30 DECEMBER 1882, Page 8


THERE is certainly no reason to fear the Revolutionary tendencies of the present Cabinet. We have often expressed our opinion that Mr. Gladstone's strongest and most statesmanlike acts have really been attributable to a far- sighted Conservatism, instead of to any revolutionary im- patience. He first saw that Protection was undermining the influence of all who defended it, with the people, and it was his sense of the danger of that course, almost as much as his sense of the injustice of Protection, which turned

him against it. Again, he saw that the Union with Ireland would soon become impossible, if we did not govern Ireland more nearly as the Irish people would govern themselves, and it was this wish to save the Union, almost as much as his sense of the positive duty of justice to Ireland, which led him to his great Irish reforms. In Lord Derby's case, a similar motive,—the belief that the Liberal can do more by proposing all necessary reforms to prevent the in- justice of unnecessary and cruel confiscations,—has avowedly actuated him in joining the Liberal ranks. Lord Carlingford, who is himself a great Irish landlord, can hardly be conceived as impelled by any revolutionary feeling in his support of the Irish land measures. Lord Granville, who is obviously full of the consciousness of aristocratic influence, and uses it with more adroitness, because he uses it with less regard for the exclusive interests of the aristocratic order than any other Peer, is not a man to endanger the influence of rank, while he can main- tain it. And Lord Spencer, who has worked like ,a horse and lived habitually with the sense that his own assassination was always on the cards, to save Ireland from revolutionists and assassins, is certainly the last man in the world to whom we could reasonably attribute the least shade of sympathy with the assailants of the Constitution. Lord Northbrook, who com- bines with the natural Conservatism of a great ruler, of one who has felt what it is to be responsible for the fate of India, the natural Conservatism of a family by whom some of the largest pecuniary transactions in the world are controlled, will hardly be supposed to be more willing than any of the statesmen we have mentioned to risk the insidious introduction of socialistic principles into the policy of the Empire. And as for Lord Kimberley, the wildest of Tories will assuredly not attribute to that incarnation of clear sense any vestige of secret sympathy with subversive schemes ; while Lord Selborne, the seventh Minister who belongs to the House of Peers, possesses unques- tionably one of the most genuinely Conservative temperaments that ever belonged to one among the small class of eminently able men. If Lord Selborne sees a reason for change, you may always be sure that it is because he fears that a much greater and worse change will result from resisting change.

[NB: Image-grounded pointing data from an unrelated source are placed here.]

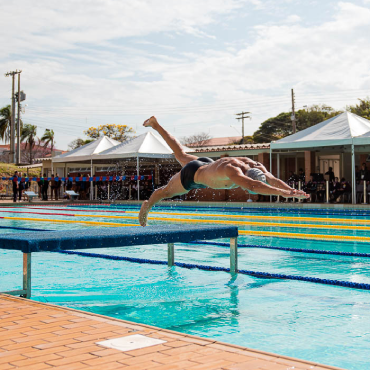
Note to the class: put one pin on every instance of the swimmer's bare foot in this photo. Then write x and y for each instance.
(143, 215)
(151, 122)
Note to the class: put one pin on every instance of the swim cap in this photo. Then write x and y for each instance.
(255, 174)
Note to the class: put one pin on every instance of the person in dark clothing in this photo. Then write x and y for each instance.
(21, 187)
(340, 188)
(364, 173)
(301, 175)
(69, 183)
(15, 186)
(331, 174)
(45, 187)
(311, 188)
(358, 174)
(53, 185)
(59, 186)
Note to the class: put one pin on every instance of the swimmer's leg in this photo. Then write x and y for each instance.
(182, 157)
(174, 187)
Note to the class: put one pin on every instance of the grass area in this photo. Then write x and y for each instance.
(8, 169)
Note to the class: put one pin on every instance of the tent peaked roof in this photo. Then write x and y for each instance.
(145, 145)
(362, 139)
(86, 151)
(338, 130)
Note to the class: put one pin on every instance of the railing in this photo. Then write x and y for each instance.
(71, 240)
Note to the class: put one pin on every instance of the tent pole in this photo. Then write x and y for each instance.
(91, 183)
(138, 174)
(270, 167)
(353, 173)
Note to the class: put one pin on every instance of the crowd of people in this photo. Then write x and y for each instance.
(339, 189)
(54, 188)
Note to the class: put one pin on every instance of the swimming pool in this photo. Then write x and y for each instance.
(321, 323)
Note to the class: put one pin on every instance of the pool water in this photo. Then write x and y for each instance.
(315, 322)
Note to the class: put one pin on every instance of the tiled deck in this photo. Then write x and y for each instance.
(40, 336)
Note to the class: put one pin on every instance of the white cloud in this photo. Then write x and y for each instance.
(293, 18)
(117, 81)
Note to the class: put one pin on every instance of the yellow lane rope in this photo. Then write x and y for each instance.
(241, 232)
(305, 236)
(69, 221)
(337, 220)
(248, 223)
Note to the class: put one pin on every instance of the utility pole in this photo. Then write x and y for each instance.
(294, 121)
(18, 154)
(12, 120)
(242, 116)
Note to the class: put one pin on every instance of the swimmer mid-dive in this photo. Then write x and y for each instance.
(224, 173)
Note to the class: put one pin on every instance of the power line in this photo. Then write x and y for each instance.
(242, 116)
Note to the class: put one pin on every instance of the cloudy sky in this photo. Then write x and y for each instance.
(193, 64)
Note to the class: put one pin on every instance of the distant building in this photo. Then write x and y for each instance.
(217, 141)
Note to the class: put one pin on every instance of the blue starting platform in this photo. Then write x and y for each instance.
(50, 241)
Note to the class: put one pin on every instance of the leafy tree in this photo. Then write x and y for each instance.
(362, 109)
(49, 138)
(29, 135)
(5, 119)
(276, 128)
(198, 139)
(78, 142)
(116, 132)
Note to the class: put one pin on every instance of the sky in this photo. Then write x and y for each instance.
(193, 64)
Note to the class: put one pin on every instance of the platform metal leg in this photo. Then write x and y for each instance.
(171, 254)
(234, 255)
(27, 275)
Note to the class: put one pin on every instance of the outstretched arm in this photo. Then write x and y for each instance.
(271, 179)
(236, 175)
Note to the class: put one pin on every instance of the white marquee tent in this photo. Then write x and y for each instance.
(148, 145)
(346, 129)
(86, 152)
(339, 130)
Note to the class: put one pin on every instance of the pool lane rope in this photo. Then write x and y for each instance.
(290, 218)
(258, 274)
(232, 222)
(298, 250)
(241, 232)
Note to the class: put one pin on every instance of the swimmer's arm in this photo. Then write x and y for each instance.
(247, 160)
(271, 179)
(236, 175)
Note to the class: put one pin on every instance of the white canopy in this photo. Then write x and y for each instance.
(363, 139)
(147, 145)
(339, 130)
(88, 151)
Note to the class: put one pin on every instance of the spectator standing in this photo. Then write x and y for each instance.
(69, 183)
(45, 187)
(15, 186)
(358, 174)
(331, 174)
(301, 176)
(311, 188)
(364, 173)
(53, 185)
(21, 186)
(59, 185)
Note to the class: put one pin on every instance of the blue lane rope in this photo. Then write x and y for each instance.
(299, 250)
(258, 274)
(320, 212)
(22, 228)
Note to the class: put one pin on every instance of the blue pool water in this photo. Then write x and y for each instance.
(315, 322)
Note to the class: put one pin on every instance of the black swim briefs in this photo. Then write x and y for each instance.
(188, 172)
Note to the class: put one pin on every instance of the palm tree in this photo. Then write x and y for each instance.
(5, 119)
(29, 134)
(48, 138)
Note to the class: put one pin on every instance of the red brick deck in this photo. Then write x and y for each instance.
(40, 336)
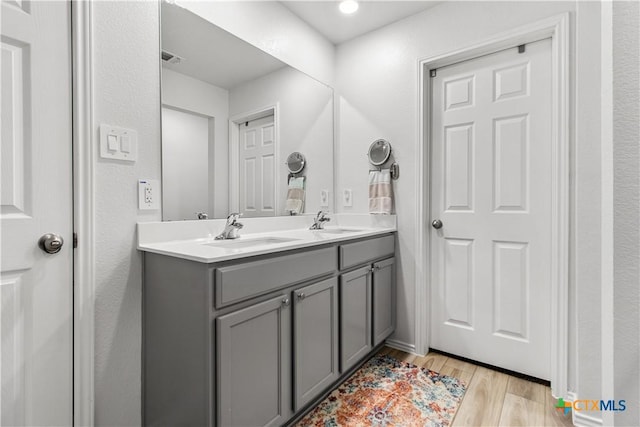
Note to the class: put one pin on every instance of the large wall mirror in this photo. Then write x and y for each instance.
(231, 115)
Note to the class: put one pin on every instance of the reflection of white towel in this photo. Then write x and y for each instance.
(380, 192)
(295, 196)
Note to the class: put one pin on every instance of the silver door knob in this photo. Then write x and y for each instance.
(51, 243)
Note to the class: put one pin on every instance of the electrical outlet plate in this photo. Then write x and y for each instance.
(148, 194)
(324, 198)
(347, 197)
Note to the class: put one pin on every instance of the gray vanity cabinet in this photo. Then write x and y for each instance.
(384, 303)
(315, 326)
(256, 341)
(253, 376)
(355, 316)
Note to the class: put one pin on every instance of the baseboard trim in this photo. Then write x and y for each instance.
(400, 345)
(580, 419)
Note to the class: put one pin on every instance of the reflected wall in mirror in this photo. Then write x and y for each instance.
(231, 114)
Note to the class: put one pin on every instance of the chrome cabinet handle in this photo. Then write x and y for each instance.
(51, 243)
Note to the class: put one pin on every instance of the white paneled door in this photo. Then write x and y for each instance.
(491, 191)
(257, 167)
(36, 287)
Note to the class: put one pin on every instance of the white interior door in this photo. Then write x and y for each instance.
(257, 167)
(491, 189)
(185, 165)
(36, 287)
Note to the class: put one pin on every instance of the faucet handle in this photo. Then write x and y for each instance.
(233, 217)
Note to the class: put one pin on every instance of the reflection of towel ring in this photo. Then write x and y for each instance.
(296, 162)
(379, 154)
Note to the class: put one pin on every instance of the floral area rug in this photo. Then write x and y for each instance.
(387, 392)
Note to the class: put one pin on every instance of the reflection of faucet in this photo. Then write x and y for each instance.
(231, 228)
(319, 220)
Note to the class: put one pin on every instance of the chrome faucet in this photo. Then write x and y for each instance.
(319, 220)
(231, 227)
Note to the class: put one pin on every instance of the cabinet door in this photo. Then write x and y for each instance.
(384, 319)
(355, 316)
(253, 365)
(315, 332)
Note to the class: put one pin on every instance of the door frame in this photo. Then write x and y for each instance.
(83, 213)
(234, 152)
(557, 28)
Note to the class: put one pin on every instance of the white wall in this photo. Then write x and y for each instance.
(273, 28)
(185, 165)
(626, 156)
(189, 94)
(378, 79)
(126, 93)
(305, 125)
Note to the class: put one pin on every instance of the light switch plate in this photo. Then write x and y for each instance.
(148, 194)
(118, 143)
(347, 197)
(324, 198)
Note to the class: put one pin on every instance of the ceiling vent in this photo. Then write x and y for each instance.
(171, 58)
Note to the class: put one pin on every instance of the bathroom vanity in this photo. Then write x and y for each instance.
(253, 331)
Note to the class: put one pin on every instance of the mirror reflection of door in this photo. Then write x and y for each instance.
(187, 184)
(257, 167)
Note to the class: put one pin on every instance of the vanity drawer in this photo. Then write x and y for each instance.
(353, 254)
(238, 282)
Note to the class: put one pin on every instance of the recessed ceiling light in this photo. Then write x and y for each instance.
(348, 6)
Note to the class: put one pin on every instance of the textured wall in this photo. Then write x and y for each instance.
(626, 153)
(127, 82)
(273, 28)
(186, 93)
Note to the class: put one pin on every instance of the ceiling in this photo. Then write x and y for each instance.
(325, 17)
(210, 53)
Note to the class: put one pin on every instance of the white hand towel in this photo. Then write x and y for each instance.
(380, 192)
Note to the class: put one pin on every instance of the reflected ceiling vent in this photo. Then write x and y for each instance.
(171, 58)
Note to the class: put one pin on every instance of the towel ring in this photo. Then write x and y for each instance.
(296, 162)
(379, 152)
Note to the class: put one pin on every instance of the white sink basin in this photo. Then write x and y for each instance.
(339, 230)
(249, 243)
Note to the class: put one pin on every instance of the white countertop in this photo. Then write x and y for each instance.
(194, 240)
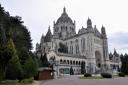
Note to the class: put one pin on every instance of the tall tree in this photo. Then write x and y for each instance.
(63, 48)
(71, 71)
(124, 61)
(82, 67)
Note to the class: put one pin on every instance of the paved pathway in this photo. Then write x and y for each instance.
(74, 80)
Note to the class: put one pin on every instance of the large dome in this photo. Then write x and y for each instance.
(64, 18)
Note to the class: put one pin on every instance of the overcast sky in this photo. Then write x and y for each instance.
(39, 14)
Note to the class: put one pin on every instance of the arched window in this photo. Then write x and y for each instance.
(71, 62)
(67, 61)
(74, 62)
(61, 61)
(64, 61)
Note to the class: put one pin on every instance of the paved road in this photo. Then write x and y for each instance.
(74, 80)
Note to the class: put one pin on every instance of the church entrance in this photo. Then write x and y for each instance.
(98, 59)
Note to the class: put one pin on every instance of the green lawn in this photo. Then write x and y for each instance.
(16, 82)
(94, 77)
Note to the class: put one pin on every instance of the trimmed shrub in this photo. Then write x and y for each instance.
(106, 75)
(29, 80)
(87, 75)
(121, 75)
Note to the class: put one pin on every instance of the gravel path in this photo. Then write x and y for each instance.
(74, 80)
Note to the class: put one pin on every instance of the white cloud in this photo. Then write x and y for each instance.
(39, 14)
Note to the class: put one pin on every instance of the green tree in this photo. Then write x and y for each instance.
(7, 51)
(30, 67)
(71, 71)
(63, 48)
(82, 67)
(44, 61)
(124, 61)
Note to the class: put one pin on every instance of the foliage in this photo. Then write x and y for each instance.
(106, 75)
(121, 74)
(63, 48)
(87, 75)
(124, 61)
(7, 51)
(16, 58)
(44, 61)
(82, 67)
(30, 68)
(71, 71)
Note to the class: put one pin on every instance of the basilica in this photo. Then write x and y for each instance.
(67, 49)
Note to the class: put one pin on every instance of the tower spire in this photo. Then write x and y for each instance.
(64, 10)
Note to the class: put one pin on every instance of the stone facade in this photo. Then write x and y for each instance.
(88, 45)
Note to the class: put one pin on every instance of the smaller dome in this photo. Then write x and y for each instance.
(48, 36)
(64, 17)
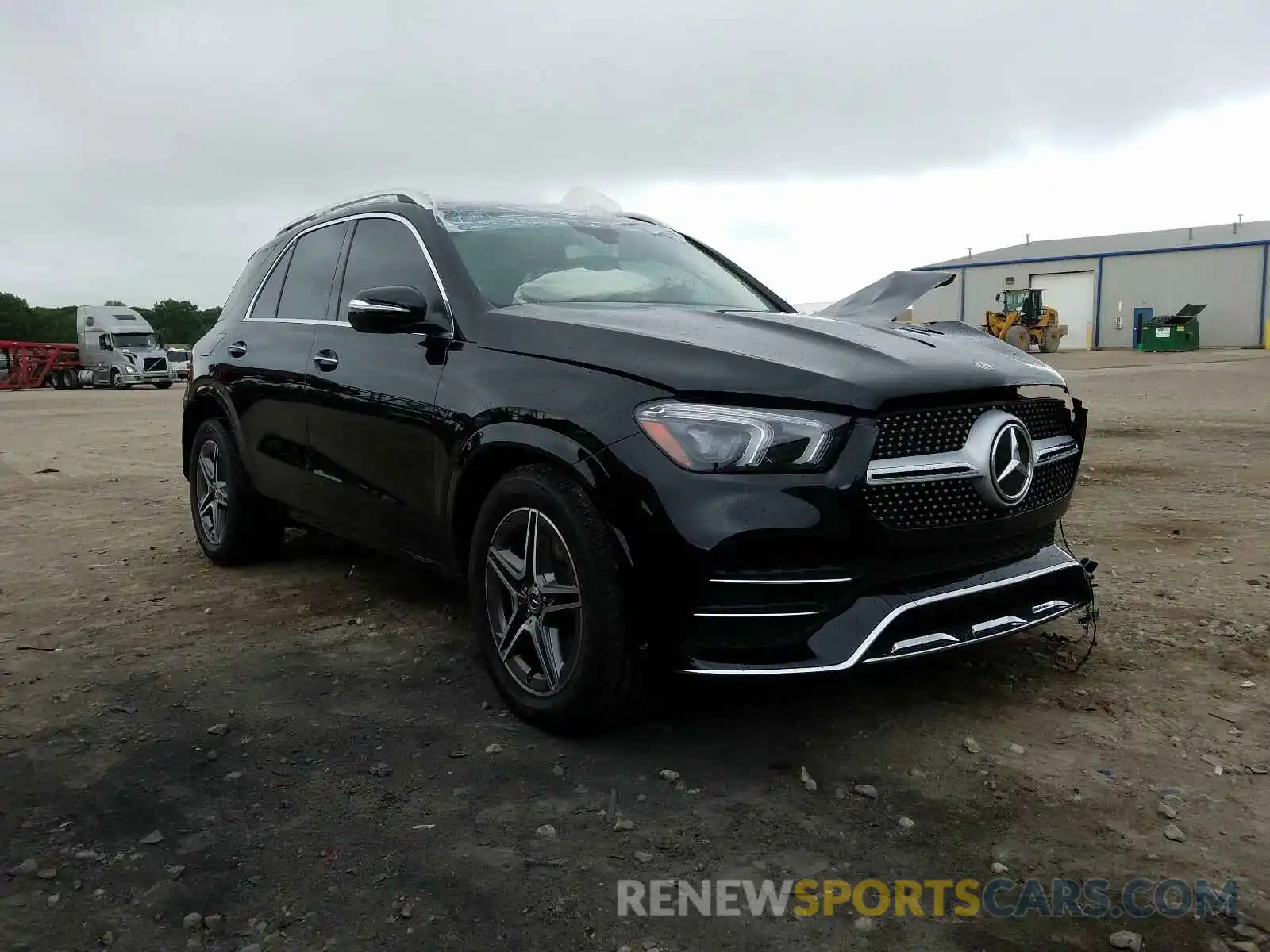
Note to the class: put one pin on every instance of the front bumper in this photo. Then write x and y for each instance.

So much for the Prime Minister and his seven colleagues in the Peers. What shall we say of his six colleagues in the Commons ? Why, that the Democrat amongst them who is most dreaded,—Mr. Chamberlain,—has made his own fortune by his ability as a manufacturer and an inventor ; and that if Socialistic ideas are dreaded anywhere, it is amongst the master manufacturers who have proved their own ability to distin- guish themselves from the crowd, and are, as a class, profoundly determined not to permit their individual powers, and the fair earnings of those powers, to be lost in the scramble of the million for more comfortable conditions of life. Sir Charles Dilke, it will be said, has indicated his preference for a Republic. For a Republic in the abstract, yes,—for a Republic in any case where you had to begin de novo, and had nothing to lose by losing the Monarchy. But not for a Republic in England at the present time ;—only for that steady assertion of the Sovereignty of the people which will longest defer any radical change of the form of Government, and enable the English people to enjoy, what they do enjoy to the full,—that strange blending of aristocratic influence with democratic policy which is the cherished anomaly of English public life. Sir Charles Dilke has never stirred a revolutionary question in Parliament, unless grumbling at the amount of the Civil List and of the allowances made to the cadet branches of the Royal Family is stirring a revolutionary question. In reality, his influence has always been exerted in the sense of completing the Democratic development of our aristocratic institutions, of ex- tending the power and influence of England abroad, and of improving those relations with the Colonies and with the United States of America which promise most for the future greatness of the Anglo-Saxon race. But if you go beyond Mr. Chamberlain and Sir Charles Dilke, where is revolutionary tendency to be found ? In Lord Hartington, with his future rent-roll of .Q200,000 a year ? In Sir William Harcourt, with the Archiepiscopal traditions of his family and his own hopes for the Woolsack ? In Mr. Dodson, with his quiet prudence and broad acres ? Or in Mr. Childers, with his reputation for administrative capacity and political moderation ? In truth, it would be hard to find anywhere fourteen able men less reckless in spirit, more determined to prevent needless and dangerous change, than the fourteen Cabinet Ministers of the United Kingdom.